A Texas Senate Committee travelling the state to discuss property tax reform is hearing loud and clear that accepting Medicaid expansion funding should be part of their strategy, and now they’ve received a response to many of the questions and comments they’ve offered during those hearings.
Medicaid expansion supporters raised the issue at the Committee hearing in Lubbock, in sometimes contentious discussions with Committee members at their Arlington hearing, and most recently brought the issue up at the Committee’s May hearing in Houston. Local Republican leaders in Houston have also called on the Legislature to accept Medicaid expansion in order to reduce pressure on local property taxes.
The Cover Texas Now coalition recently delivered a detailed memo to Committee members to respond to the issues they raised during the hearings.
For example, the memo’s author, Anne Dunkelberg of the Center for Public Policy Priorities, explains that the cost of accepting Medicaid expansion funds and closing the coverage gap for uninsured adults is much lower than one Senator suggested.
Not only that, but the savings and revenue gains from closing the coverage gap would cover most or even all of the costs. The memo notes:
[Former Deputy Comptroller Billy] Hamilton estimated that expansion would increase state revenue by $1.8 billion over the first four years. He also estimated that the state would save $1.2 billion in the first two years of expansion by using federal funds for services that are currently funded either 100% or 40% by the state.
The memo cites the fiscal experience of states that have accepted Medicaid expansion funding:
In Arkansas and Kentucky, two states that have done comprehensive analyses, the budget savings and extra revenue fully offset expansion-related GR costs though at least 2021.
These are direct budget savings. They do not include any economic “multipliers” from more federal revenues, job growth, budget savings for local governments, reduced health insurance premiums, and improved health status of Texans.
On the subject of other states that have expanded Medicaid, a committee member questioned the impact on uncompensated care. The memo explains that Medicaid expansion has helped reduce one of the primary drivers of uncompensated care.
In expansion states, uninsured patient stays in hospitals typically declined by nearly 36.9 percent, while in non-expansion states the decline was slight: 2.9 percent (from 2013 to 2014).
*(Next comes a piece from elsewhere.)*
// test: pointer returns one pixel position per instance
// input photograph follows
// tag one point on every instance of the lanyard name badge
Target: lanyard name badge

The memo also addresses confusion about the experience of Arizona and other states that expanded Medicaid in the 2000s, before the federal government offered to pay nearly all of the costs. Senators expressed concern that employer-provided health coverage declined after Medicaid expansion. The memo points out employer-based coverage declined in every state except Massachusetts during that time, and the decline in employer coverage in Texas was worse than in Arizona.
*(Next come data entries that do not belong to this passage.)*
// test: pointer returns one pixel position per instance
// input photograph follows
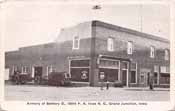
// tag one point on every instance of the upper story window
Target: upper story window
(24, 69)
(166, 54)
(152, 52)
(110, 44)
(76, 42)
(130, 47)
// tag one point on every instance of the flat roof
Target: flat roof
(134, 32)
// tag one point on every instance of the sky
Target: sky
(32, 23)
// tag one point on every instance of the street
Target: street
(50, 93)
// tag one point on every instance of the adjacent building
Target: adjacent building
(95, 48)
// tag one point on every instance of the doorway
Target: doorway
(124, 77)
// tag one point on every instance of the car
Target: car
(59, 79)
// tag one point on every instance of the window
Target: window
(142, 79)
(50, 69)
(164, 69)
(152, 52)
(24, 69)
(166, 54)
(133, 72)
(130, 47)
(76, 42)
(110, 44)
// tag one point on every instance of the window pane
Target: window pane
(133, 76)
(108, 63)
(133, 66)
(124, 65)
(76, 42)
(80, 63)
(130, 48)
(166, 55)
(152, 51)
(110, 44)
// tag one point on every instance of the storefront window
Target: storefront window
(25, 69)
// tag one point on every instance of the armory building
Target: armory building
(90, 49)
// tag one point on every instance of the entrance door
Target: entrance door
(124, 77)
(38, 71)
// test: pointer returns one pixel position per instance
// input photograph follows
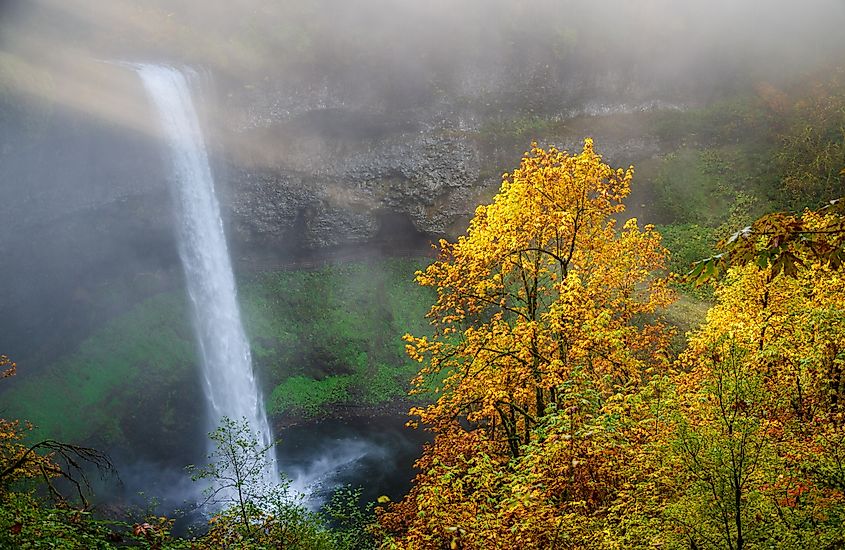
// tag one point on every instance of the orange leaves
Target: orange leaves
(544, 311)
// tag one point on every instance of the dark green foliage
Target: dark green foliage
(333, 334)
(318, 337)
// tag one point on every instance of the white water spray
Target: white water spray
(230, 384)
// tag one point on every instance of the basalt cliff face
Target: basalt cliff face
(311, 165)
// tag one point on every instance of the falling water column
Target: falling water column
(230, 384)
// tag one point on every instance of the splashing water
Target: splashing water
(230, 384)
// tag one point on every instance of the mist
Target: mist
(337, 131)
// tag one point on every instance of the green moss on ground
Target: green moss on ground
(319, 337)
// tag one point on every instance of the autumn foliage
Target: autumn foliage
(560, 419)
(545, 317)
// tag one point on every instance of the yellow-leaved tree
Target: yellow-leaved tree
(546, 314)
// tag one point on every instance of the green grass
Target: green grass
(339, 328)
(319, 337)
(88, 392)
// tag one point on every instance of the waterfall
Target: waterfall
(230, 384)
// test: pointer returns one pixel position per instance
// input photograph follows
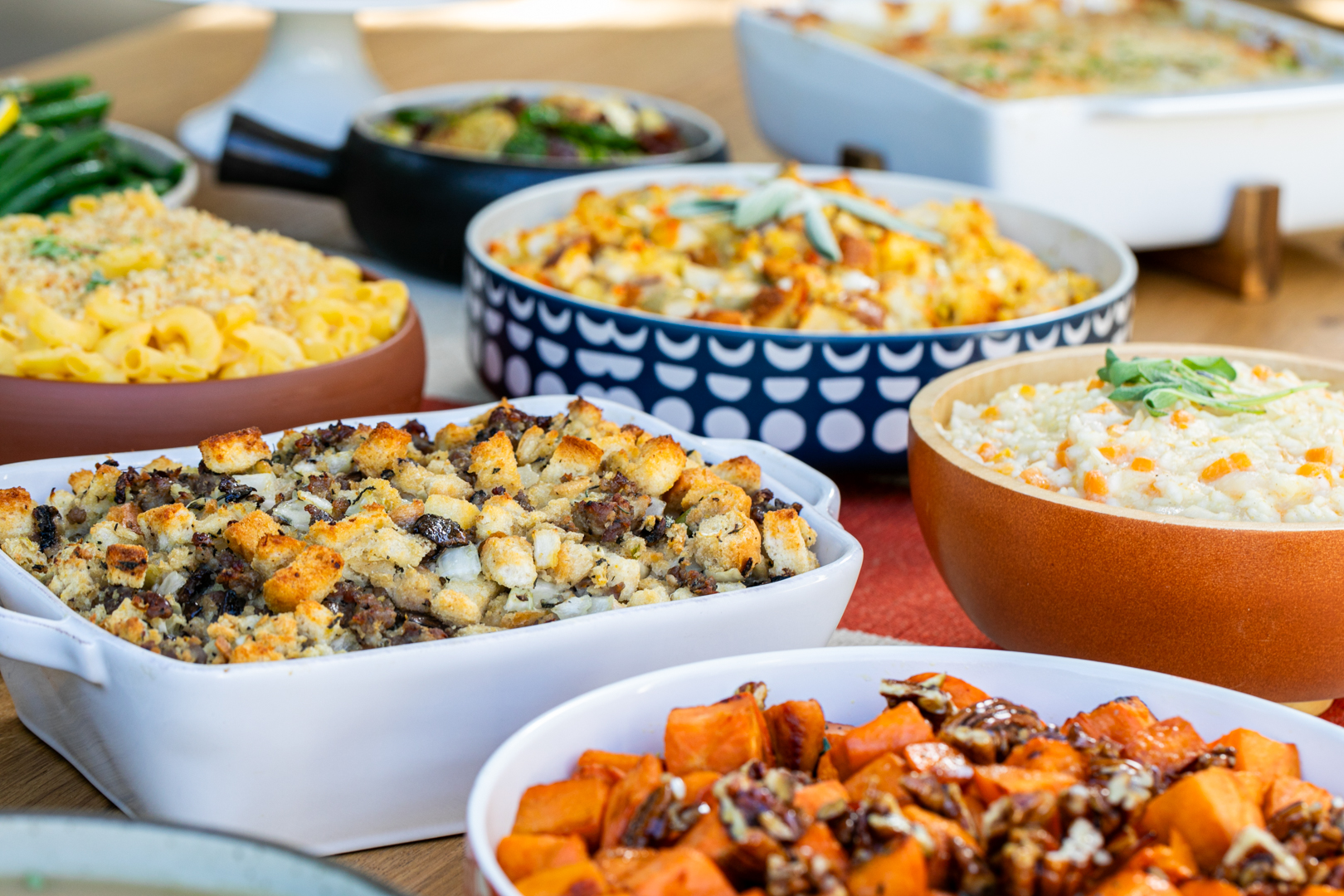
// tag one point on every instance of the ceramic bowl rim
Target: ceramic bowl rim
(714, 141)
(39, 815)
(476, 251)
(272, 381)
(923, 423)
Returning to the subject of the uninsured in Texas, a committee member brought up current Medicaid coverage for adults in the state. The memo offers a reminder that the current Texas Medicaid program rarely covers low-income working-age adults unless they are pregnant or have a well-documented disability.
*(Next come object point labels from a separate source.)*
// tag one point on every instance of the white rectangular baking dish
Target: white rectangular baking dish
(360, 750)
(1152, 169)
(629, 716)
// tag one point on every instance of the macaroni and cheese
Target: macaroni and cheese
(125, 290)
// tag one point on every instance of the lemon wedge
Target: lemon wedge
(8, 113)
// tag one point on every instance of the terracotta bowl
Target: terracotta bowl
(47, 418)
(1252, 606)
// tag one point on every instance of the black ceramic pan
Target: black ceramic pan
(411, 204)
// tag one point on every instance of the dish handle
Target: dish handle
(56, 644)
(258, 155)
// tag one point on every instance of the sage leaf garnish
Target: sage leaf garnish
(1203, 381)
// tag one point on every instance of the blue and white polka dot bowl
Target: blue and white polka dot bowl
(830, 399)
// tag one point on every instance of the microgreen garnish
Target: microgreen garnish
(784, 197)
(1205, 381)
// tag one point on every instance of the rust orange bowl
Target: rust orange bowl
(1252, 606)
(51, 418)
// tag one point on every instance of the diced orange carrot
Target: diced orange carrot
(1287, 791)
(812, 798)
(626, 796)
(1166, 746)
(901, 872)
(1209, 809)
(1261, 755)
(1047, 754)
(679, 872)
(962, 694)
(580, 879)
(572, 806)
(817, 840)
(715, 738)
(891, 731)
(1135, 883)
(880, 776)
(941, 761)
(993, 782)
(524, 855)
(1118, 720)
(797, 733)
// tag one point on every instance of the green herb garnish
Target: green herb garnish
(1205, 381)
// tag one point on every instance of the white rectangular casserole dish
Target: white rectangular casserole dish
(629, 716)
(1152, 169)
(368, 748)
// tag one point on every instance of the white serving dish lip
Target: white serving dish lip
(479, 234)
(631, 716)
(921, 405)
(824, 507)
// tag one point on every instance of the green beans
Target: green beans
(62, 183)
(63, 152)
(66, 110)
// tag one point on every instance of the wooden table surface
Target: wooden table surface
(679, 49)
To illustrate, a single mother with two children would have to earn less than $314 a month ($3,768 a year) to remain on Texas Medicaid.
A Senator also brought up the employment status of the adults who would receive health coverage if Texas accepted Medicaid expansion funding. The memo notes that most Texans who would directly benefit from expansion are employed.
An earlier study analyzing U.S. Census and Bureau of Labor Statistics data for Texas by Families USA found that Texas adults below 133% of the federal poverty income and excluded from Medicaid), 58% were themselves workers in sales and retail; food service and restaurants; office and administrative support; construction; transportation; cleaning and maintenance; personal care (barbers, child careworkers, personal attendants); health care aides and assistances; production (e.g., butchers, laundry, tailors), and other jobs. And among the 24% found “not in the workforce,” the primary categories were students, spouses working in the home, adults with a disability, dependents aged 18 to 24, and early retirees.
As state leaders continue to engage in discussions with Texans on this issue, we are confident they will understand the importance of accepting Medicaid expansion funding.